Configuration

Canvas follows convention-over-configuration. It works immediately with zero setup — create config files only when you need to override defaults.

explanation

Config Files

Configuration files live in the config/ directory and return a plain PHP array. Canvas and its packages look for specific filenames — installing a package creates the relevant config file automatically with its defaults.

// config/database.php
return [
    'driver'   => 'mysql',
    'host'     => 'localhost',
    'database' => 'myapp',
    'username' => 'root',
    'password' => '',
];

Common config files and what controls them:

File Controls
config/app.phpTemplate engine, legacy bridge, error handler directory
config/database.phpDatabase connection for ObjectQuel ORM
config/cache.phpCache driver and connection settings
config/smarty.phpSmarty template engine options
config/twig.phpTwig template engine options
config/blade.phpBlade template engine options

Environment Overrides with .local.php

Every config file supports a corresponding .local.php override. Canvas loads the base file first, then merges the local file on top — only the keys you specify are overridden, the rest are kept from the base file.

// config/database.php — committed to version control
return [
    'driver'   => 'mysql',
    'host'     => 'localhost',
    'database' => 'myapp',
    'username' => 'root',
    'password' => '',
];

// config/database.local.php — not committed to version control
return [
    'host'     => 'db.production.example.com',
    'database' => 'myapp_prod',
    'username' => 'myapp',
    'password' => 'secret',
];

The local file only needs to contain the keys that differ. In the example above, driver is inherited from the base file.

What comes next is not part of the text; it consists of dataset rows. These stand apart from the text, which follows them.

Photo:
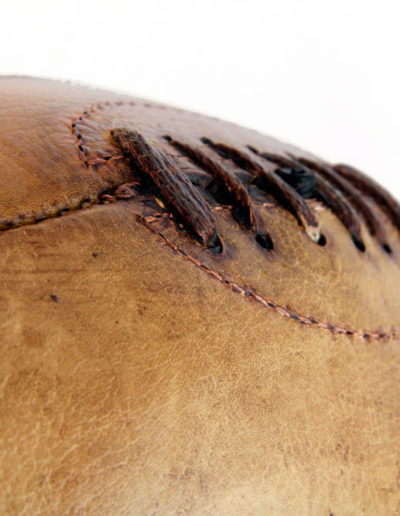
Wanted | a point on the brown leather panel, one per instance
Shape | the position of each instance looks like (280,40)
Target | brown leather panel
(129,387)
(59,149)
(145,372)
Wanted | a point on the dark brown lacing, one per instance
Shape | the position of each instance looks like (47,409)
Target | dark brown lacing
(176,191)
(271,182)
(369,187)
(232,189)
(354,197)
(290,179)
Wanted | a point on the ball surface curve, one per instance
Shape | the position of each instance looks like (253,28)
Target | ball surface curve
(195,318)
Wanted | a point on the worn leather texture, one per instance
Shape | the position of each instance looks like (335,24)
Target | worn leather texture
(146,371)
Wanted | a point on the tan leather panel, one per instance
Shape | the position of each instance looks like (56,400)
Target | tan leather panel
(144,373)
(138,393)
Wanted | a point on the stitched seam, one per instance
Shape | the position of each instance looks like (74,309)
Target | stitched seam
(244,292)
(251,295)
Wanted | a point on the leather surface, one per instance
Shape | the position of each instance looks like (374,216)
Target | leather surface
(144,374)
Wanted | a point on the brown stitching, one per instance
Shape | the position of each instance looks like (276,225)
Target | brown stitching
(251,295)
(247,293)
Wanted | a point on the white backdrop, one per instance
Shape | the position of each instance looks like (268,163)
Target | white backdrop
(324,75)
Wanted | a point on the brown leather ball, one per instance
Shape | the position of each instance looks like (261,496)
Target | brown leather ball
(195,318)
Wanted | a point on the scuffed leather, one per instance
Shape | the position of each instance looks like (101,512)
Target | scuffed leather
(136,382)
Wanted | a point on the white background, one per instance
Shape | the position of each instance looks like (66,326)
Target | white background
(324,75)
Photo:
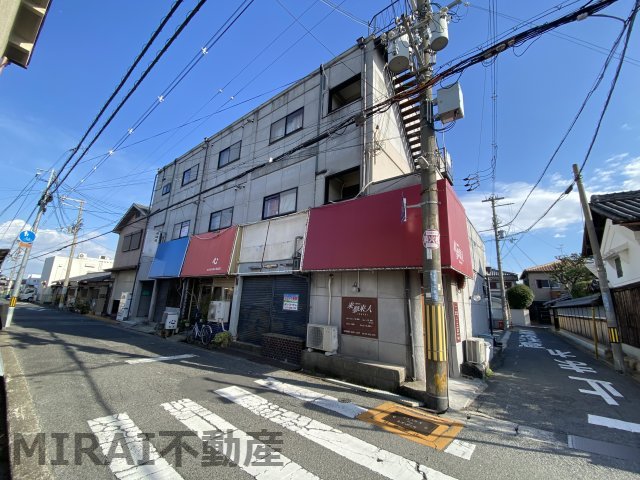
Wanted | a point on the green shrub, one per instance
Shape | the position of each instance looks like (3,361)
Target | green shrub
(222,339)
(519,297)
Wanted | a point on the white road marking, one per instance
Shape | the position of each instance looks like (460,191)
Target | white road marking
(158,359)
(600,388)
(143,462)
(249,454)
(358,451)
(350,410)
(613,423)
(461,449)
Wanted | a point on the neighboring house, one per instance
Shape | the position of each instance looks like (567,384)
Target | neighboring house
(544,289)
(55,269)
(539,280)
(293,215)
(86,293)
(131,230)
(20,24)
(493,276)
(616,217)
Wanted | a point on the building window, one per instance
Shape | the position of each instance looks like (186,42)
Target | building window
(343,186)
(190,175)
(132,241)
(181,229)
(229,155)
(287,125)
(543,283)
(220,219)
(344,94)
(618,264)
(280,203)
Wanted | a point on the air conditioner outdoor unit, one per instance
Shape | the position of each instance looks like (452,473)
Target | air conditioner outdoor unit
(476,350)
(322,337)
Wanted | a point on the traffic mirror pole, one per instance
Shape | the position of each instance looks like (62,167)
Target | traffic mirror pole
(42,204)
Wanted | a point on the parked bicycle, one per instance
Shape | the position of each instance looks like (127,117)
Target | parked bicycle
(201,331)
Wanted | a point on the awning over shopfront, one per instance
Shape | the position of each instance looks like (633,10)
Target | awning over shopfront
(210,254)
(369,233)
(366,233)
(454,237)
(169,257)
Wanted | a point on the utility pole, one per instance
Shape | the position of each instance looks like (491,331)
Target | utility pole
(75,228)
(503,295)
(612,321)
(436,363)
(42,204)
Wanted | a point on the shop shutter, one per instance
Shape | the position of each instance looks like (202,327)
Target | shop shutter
(290,322)
(255,309)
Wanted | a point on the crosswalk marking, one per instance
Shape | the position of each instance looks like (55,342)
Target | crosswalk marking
(457,447)
(158,359)
(350,410)
(200,420)
(358,451)
(614,423)
(143,461)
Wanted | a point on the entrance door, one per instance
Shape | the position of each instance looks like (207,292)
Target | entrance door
(146,289)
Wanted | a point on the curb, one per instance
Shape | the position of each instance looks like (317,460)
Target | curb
(21,418)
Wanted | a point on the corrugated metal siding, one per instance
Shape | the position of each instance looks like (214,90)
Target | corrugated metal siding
(261,307)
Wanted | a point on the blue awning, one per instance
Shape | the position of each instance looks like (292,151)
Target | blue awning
(169,258)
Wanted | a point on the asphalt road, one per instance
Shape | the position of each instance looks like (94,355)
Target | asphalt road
(73,379)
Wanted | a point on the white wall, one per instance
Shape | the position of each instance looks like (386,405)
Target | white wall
(55,268)
(619,241)
(393,344)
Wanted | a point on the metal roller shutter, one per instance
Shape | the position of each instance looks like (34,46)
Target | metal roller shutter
(290,322)
(262,307)
(255,309)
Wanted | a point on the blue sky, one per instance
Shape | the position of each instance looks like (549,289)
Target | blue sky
(85,48)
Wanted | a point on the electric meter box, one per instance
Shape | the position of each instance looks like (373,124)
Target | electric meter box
(450,103)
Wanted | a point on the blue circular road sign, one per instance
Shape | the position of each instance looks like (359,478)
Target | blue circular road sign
(27,236)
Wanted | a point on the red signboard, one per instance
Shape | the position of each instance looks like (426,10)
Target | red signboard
(456,320)
(209,254)
(360,317)
(368,233)
(454,237)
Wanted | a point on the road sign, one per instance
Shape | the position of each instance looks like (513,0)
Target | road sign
(27,236)
(431,239)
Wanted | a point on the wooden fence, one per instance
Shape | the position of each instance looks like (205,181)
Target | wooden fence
(580,321)
(627,305)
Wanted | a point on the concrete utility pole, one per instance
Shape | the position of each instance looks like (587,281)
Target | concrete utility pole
(42,204)
(75,228)
(436,364)
(503,294)
(612,321)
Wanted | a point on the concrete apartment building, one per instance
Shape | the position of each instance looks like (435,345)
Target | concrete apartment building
(292,216)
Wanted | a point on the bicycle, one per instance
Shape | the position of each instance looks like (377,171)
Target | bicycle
(201,331)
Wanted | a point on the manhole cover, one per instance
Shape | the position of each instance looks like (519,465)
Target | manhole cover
(409,422)
(414,425)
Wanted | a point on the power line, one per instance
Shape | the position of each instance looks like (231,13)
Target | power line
(153,63)
(130,70)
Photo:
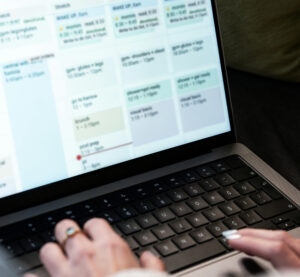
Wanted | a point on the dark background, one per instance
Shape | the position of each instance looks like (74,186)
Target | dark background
(267,117)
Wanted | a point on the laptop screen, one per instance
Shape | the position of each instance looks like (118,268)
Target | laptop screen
(86,84)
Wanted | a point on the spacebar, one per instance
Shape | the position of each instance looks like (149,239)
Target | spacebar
(193,255)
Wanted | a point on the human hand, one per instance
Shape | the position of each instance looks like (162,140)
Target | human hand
(98,252)
(278,247)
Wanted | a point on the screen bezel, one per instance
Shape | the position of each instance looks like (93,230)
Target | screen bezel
(130,168)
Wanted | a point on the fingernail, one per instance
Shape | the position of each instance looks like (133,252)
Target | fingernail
(229,233)
(149,253)
(233,237)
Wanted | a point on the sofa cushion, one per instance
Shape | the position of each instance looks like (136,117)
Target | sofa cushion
(262,36)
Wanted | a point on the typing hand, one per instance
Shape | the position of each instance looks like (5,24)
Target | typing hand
(98,251)
(278,247)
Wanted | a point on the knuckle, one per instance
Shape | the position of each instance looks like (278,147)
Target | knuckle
(82,253)
(278,248)
(65,222)
(46,249)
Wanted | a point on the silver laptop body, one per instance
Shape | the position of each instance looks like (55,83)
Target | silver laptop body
(99,96)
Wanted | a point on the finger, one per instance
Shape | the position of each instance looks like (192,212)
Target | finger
(149,261)
(76,246)
(277,252)
(54,260)
(292,242)
(96,228)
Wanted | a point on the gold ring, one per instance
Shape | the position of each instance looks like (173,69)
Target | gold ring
(70,233)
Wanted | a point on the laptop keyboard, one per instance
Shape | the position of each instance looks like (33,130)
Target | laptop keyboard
(180,218)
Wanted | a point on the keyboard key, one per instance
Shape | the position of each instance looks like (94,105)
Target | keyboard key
(197,220)
(224,241)
(213,198)
(205,171)
(265,225)
(141,191)
(275,208)
(201,235)
(217,228)
(158,187)
(250,217)
(132,243)
(234,223)
(229,193)
(166,248)
(164,215)
(220,166)
(245,203)
(144,206)
(193,189)
(194,255)
(229,208)
(191,176)
(243,173)
(48,236)
(110,216)
(244,188)
(180,226)
(107,202)
(279,219)
(163,231)
(174,181)
(287,225)
(181,209)
(224,179)
(145,238)
(161,201)
(184,242)
(147,221)
(13,249)
(234,162)
(272,192)
(261,198)
(213,214)
(209,184)
(32,243)
(258,182)
(126,211)
(26,262)
(117,230)
(129,227)
(177,195)
(197,203)
(148,249)
(124,197)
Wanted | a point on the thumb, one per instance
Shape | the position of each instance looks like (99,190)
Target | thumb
(149,261)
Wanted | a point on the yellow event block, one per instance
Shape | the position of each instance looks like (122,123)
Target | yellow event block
(99,124)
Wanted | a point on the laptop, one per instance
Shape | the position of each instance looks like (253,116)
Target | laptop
(121,110)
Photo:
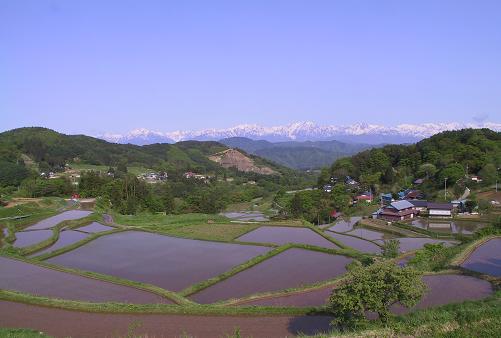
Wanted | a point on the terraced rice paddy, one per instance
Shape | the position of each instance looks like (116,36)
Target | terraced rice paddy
(168,262)
(66,237)
(95,227)
(291,268)
(447,289)
(464,227)
(441,290)
(24,277)
(54,220)
(356,243)
(369,234)
(486,258)
(409,244)
(27,238)
(345,225)
(283,235)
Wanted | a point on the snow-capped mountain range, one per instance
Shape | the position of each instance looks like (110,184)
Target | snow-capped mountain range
(300,131)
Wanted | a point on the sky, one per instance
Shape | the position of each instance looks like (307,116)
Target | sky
(96,66)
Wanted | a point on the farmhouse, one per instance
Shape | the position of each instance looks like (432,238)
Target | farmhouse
(440,209)
(397,211)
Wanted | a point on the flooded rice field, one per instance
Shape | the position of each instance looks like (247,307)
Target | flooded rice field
(447,289)
(95,227)
(291,268)
(356,243)
(54,220)
(29,278)
(27,238)
(169,262)
(317,297)
(486,258)
(66,237)
(464,227)
(415,243)
(345,225)
(442,289)
(370,234)
(282,235)
(246,216)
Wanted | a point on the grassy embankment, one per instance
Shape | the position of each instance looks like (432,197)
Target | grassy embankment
(468,319)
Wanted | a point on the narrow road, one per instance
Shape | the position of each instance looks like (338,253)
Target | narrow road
(64,323)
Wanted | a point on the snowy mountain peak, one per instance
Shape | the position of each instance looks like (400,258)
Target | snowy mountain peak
(301,131)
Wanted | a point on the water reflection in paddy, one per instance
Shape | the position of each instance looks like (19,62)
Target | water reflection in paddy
(25,277)
(355,243)
(66,238)
(290,268)
(54,220)
(464,227)
(486,258)
(345,225)
(27,238)
(95,227)
(283,235)
(415,243)
(171,263)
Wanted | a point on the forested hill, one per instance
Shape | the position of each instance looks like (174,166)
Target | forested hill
(53,149)
(455,155)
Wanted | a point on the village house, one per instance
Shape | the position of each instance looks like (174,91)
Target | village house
(440,209)
(419,205)
(364,197)
(396,211)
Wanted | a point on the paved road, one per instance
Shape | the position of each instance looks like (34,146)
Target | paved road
(63,323)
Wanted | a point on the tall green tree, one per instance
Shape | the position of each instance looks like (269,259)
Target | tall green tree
(374,288)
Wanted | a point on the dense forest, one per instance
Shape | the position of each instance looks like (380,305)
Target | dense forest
(26,153)
(452,155)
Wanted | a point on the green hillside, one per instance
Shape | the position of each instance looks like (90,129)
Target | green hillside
(455,155)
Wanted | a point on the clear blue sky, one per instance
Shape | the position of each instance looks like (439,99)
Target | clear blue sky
(91,66)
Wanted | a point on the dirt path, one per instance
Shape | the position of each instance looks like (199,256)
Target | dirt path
(63,323)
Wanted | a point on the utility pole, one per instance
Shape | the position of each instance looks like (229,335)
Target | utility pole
(445,188)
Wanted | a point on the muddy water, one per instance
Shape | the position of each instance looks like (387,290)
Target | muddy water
(345,225)
(486,259)
(288,269)
(65,323)
(442,289)
(312,298)
(409,244)
(54,220)
(171,263)
(464,227)
(369,234)
(283,235)
(95,227)
(66,238)
(27,238)
(447,289)
(356,243)
(24,277)
(246,216)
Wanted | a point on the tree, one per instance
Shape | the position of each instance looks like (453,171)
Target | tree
(391,248)
(488,173)
(453,172)
(374,288)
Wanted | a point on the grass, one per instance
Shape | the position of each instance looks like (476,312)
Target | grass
(21,333)
(468,319)
(110,279)
(193,309)
(161,221)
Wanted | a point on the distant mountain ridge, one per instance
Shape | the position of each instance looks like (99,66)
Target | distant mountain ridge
(297,155)
(301,131)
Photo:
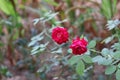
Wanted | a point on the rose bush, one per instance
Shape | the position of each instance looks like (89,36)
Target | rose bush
(79,46)
(60,35)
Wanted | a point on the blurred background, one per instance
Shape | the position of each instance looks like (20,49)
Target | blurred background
(88,17)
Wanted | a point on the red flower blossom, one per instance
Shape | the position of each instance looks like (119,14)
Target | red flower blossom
(60,35)
(79,46)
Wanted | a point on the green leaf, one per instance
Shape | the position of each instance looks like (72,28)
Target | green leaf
(92,44)
(73,60)
(106,61)
(117,55)
(97,58)
(119,65)
(6,7)
(52,2)
(87,59)
(112,24)
(109,39)
(118,74)
(110,69)
(80,67)
(105,51)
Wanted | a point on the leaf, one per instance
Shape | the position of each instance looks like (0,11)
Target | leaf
(80,67)
(105,61)
(118,74)
(109,39)
(73,60)
(112,24)
(92,44)
(97,58)
(116,55)
(6,7)
(57,51)
(110,69)
(119,65)
(105,51)
(52,2)
(87,59)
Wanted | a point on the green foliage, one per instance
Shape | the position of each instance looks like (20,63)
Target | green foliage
(92,44)
(4,71)
(80,67)
(110,69)
(73,60)
(87,59)
(51,2)
(118,74)
(6,7)
(108,8)
(112,24)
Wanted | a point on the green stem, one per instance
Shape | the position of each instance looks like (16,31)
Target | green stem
(94,51)
(111,8)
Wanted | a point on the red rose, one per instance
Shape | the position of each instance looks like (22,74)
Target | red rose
(79,46)
(60,35)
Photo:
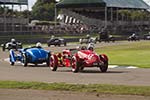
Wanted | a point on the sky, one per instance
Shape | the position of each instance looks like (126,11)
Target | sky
(32,2)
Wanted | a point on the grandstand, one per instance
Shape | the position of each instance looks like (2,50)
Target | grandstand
(105,14)
(9,23)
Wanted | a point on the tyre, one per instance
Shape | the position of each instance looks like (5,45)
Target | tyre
(65,44)
(104,67)
(48,60)
(11,62)
(3,48)
(49,45)
(24,60)
(104,60)
(75,65)
(53,63)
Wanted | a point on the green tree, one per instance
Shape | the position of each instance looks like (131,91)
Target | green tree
(44,10)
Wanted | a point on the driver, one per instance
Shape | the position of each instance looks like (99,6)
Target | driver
(90,46)
(13,41)
(38,45)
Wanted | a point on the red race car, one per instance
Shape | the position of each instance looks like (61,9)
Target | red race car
(78,59)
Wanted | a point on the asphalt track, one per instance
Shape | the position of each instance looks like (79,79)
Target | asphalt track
(41,73)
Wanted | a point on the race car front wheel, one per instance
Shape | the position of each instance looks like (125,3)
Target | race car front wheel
(75,65)
(104,67)
(48,60)
(53,63)
(24,60)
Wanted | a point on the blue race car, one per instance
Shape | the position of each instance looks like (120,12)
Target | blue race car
(34,55)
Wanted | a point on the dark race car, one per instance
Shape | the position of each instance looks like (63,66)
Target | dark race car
(78,60)
(56,42)
(34,55)
(11,45)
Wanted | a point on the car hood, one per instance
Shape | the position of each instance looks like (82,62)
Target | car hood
(37,52)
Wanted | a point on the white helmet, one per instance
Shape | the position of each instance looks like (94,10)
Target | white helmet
(13,40)
(38,44)
(90,46)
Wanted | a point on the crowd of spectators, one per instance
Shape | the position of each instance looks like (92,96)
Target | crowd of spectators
(77,28)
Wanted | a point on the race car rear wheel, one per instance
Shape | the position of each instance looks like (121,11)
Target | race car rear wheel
(3,47)
(104,65)
(48,60)
(11,63)
(24,60)
(53,63)
(75,65)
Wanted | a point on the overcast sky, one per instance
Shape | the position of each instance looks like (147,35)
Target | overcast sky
(31,3)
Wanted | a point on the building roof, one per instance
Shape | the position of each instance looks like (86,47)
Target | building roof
(135,4)
(19,2)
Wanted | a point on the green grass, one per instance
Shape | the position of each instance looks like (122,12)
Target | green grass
(96,88)
(135,54)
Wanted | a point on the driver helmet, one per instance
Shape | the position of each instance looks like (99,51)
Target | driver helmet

This is the recommended approach for environment-specific settings such as database credentials, API keys, and debug flags. Add *.local.php to your .gitignore to keep secrets out of version control:

# .gitignore
config/*.local.php

The pattern works for every config file — config/app.local.php, config/cache.local.php, config/twig.local.php, and so on.

Package Auto-Discovery

Installing a Canvas package via Composer is all that's needed — Canvas detects and configures it automatically via Composer metadata. No manual registration required:

composer require quellabs/canvas-twig      # Auto-configures Twig
composer require quellabs/canvas-smarty    # Auto-configures Smarty
composer require quellabs/canvas-blade     # Auto-configures Blade

See Discover for details on how auto-discovery works.